If you had a piece of Java code do your scoring, then it's totally feasible that you don't know anything about the scoring implementation (as with a functional language, that's part of the point). However, you'd need to be careful that this piece of code isn't dependent on some kind of resource - it could be manipulating private variables, writing to disk, generating random numbers, or (god forbid) relying on some kind of Singleton instance. For example, your Score may initially generate a random number that is used in all the subsequent scoring operations. If you spread this across four machines you might have the unexpected side-effect that they are operating using a different random number. Whatever the technicalities, in some circumstances it may be very difficult to establish how independent an arbitrary Score implementation is. This is somewhat of an irony - as this kind of abstraction (i.e. an arbitrary score function) is key to a functional language.

As another example, something like the patented Google PageRank [8], relies on the linkages between pages in order to score their importance. What is important here is that the score of a page is derived from the importance of the pages that link to it. In this case, you'd need to be careful about how you built your Score function (to Rank the pages) as the score of an individual page is dependent on the scores of others [9].

So - it isn't the map-reduce that is operating in parallel. It's the means of definition of the source data and the transformation that is the first enabler to parallel operation. You can't necessarily take map-reduce and apply it wholesale to do an existing complex financial risk analysis, for example. There are likely complex algorithmic dependencies that simply cannot be accommodated - certainly at least without recasting the problem or data in a manner that suits the model. A solution to problem might actually require a change in data definition, or might require a the design several map-reduce operations to operate. Or simply, the problem might have so many implicit algorithmic dependencies that map-reduce isn't appropriate at all.

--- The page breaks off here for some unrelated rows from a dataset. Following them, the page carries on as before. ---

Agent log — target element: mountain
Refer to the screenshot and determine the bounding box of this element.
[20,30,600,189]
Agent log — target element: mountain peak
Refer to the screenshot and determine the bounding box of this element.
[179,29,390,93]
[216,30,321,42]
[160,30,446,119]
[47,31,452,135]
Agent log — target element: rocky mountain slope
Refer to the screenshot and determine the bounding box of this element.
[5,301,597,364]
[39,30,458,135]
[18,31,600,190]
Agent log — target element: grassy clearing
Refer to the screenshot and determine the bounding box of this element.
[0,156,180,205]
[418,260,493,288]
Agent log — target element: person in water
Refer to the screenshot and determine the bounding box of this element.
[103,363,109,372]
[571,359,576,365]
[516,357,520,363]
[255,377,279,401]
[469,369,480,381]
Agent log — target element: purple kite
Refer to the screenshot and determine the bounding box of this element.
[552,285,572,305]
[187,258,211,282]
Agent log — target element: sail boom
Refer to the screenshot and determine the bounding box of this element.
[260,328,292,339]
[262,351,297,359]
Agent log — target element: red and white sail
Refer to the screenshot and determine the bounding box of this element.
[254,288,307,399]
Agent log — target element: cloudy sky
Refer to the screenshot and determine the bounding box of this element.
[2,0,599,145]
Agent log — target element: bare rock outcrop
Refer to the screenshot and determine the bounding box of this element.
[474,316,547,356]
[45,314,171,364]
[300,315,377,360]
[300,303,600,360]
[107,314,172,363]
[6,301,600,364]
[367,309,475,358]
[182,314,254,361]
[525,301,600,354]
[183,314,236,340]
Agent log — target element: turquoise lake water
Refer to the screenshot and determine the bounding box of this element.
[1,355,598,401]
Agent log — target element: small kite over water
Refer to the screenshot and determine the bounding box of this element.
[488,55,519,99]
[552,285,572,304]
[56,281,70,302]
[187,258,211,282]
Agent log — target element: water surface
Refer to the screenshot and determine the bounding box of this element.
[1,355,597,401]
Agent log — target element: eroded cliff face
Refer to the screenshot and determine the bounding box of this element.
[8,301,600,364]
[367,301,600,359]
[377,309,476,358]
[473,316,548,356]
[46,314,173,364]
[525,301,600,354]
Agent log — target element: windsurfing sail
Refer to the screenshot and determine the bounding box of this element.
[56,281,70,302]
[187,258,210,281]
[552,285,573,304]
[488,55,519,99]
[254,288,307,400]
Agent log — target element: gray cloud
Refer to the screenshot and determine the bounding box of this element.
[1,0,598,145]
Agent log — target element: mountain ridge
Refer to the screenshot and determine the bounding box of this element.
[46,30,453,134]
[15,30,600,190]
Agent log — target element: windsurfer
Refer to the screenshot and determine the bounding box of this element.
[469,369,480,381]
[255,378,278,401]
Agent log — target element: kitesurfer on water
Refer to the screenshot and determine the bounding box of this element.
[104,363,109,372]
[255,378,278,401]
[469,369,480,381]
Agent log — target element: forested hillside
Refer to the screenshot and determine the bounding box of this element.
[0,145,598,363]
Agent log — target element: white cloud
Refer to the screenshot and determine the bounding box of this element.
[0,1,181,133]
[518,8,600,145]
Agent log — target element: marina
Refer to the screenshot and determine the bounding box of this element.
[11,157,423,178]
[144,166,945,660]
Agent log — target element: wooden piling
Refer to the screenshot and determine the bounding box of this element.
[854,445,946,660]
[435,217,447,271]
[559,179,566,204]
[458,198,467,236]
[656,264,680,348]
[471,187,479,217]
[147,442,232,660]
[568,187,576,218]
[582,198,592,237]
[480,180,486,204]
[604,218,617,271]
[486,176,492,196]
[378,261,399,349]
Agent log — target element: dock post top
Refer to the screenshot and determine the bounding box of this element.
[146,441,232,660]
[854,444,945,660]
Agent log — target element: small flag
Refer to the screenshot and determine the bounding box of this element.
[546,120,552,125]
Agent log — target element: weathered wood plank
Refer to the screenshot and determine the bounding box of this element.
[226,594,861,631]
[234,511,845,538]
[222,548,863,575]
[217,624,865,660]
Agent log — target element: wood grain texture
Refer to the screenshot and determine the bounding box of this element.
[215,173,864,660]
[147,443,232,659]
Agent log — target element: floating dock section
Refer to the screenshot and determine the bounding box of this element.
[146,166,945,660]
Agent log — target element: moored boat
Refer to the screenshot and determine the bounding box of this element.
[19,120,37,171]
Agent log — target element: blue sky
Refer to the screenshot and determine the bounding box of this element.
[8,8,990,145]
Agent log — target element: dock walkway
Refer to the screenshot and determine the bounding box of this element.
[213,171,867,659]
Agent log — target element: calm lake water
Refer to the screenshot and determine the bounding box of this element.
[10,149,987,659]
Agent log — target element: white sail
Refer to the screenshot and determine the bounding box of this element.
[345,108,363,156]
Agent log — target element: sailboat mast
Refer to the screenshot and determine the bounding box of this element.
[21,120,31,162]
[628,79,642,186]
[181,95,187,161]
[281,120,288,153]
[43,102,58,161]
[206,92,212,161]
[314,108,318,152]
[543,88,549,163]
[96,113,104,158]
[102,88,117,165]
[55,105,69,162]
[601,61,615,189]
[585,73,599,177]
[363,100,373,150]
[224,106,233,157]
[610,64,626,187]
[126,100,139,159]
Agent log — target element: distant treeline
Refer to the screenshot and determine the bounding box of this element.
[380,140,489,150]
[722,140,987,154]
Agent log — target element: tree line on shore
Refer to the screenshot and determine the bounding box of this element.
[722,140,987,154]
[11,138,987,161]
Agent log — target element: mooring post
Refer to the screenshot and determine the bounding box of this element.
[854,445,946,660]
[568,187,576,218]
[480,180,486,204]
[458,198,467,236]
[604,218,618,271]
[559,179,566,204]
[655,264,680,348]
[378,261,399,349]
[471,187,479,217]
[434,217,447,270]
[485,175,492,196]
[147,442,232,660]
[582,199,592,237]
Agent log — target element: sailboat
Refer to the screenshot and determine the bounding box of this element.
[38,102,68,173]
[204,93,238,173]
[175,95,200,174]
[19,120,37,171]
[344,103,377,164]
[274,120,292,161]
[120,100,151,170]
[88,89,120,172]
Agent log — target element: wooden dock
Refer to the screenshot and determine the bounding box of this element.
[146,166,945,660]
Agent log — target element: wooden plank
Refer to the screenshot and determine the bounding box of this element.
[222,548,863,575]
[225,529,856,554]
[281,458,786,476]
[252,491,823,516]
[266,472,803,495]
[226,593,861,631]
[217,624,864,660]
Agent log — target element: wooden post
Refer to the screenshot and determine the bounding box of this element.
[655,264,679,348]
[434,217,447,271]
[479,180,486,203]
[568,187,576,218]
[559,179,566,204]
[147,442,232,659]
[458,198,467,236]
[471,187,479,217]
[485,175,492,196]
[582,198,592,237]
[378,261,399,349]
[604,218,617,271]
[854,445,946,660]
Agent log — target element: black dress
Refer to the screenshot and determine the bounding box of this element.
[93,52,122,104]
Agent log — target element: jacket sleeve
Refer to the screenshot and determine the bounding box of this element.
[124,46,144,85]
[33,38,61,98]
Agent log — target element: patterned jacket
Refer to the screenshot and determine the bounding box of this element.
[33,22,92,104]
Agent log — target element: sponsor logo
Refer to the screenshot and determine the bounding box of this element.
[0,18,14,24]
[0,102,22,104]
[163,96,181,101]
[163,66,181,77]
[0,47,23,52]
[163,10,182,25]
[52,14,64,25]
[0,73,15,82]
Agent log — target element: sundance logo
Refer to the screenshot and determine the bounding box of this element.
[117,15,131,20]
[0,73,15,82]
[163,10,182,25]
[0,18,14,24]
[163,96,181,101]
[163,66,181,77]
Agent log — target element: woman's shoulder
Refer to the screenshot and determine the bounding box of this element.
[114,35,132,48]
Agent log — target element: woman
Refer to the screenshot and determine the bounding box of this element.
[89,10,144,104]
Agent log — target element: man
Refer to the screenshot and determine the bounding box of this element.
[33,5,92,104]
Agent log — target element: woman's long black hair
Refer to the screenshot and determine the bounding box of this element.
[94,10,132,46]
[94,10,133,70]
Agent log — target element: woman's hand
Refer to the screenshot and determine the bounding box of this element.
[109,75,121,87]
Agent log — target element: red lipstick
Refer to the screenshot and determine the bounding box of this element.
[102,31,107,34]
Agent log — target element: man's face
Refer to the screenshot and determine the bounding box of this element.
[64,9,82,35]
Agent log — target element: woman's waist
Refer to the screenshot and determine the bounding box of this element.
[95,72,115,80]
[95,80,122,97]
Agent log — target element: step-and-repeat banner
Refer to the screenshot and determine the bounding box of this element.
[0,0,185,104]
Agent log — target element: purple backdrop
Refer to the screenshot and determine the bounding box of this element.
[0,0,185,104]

Fundamentally whilst map-reduce is useful at increasing the level of parallelism in your code, it doesn't intrinsically give you parallel processing. What it does give is a common metaphor for this type of processing, enabling the development of a framework - and all the benefits a framework brings. If you need to do parallel processing, you still need to focus on the composition of the problem.

jon@jodoro.com
...


[1] Jeffrey Dean and Sanjay Ghemawat, http://labs.google.com/papers/mapreduce.html, December 2004
[2] For something like a sort it could return the same number of elements. I can't think of a valid example where a Reduce would *increase* the number of elements. So reduce is probably a pretty apt term.
[3] Google would almost certainly do this with a Web search.
[4] See http://hadoop.apache.org/
[5] Reality is that they will have a lot of redundant nodes in order to scale, but this is the basic premise.
[6] In the case of a Google Web Search, the reduce is to reduce the set of results to the top 1,000 results. You never get more than 1,000: For example, http://www.google.com/search?q=the&start=990
[7] Joel Spolsky 'Can Your Programming Language Do This?', http://www.joelonsoftware.com/items/2006/08/01.html, August 2006
[8] See http://www.google.com/corporate/tech.html
[9] Clearly Google has approaches to solve this dependency, but it is useful in illustrating the point.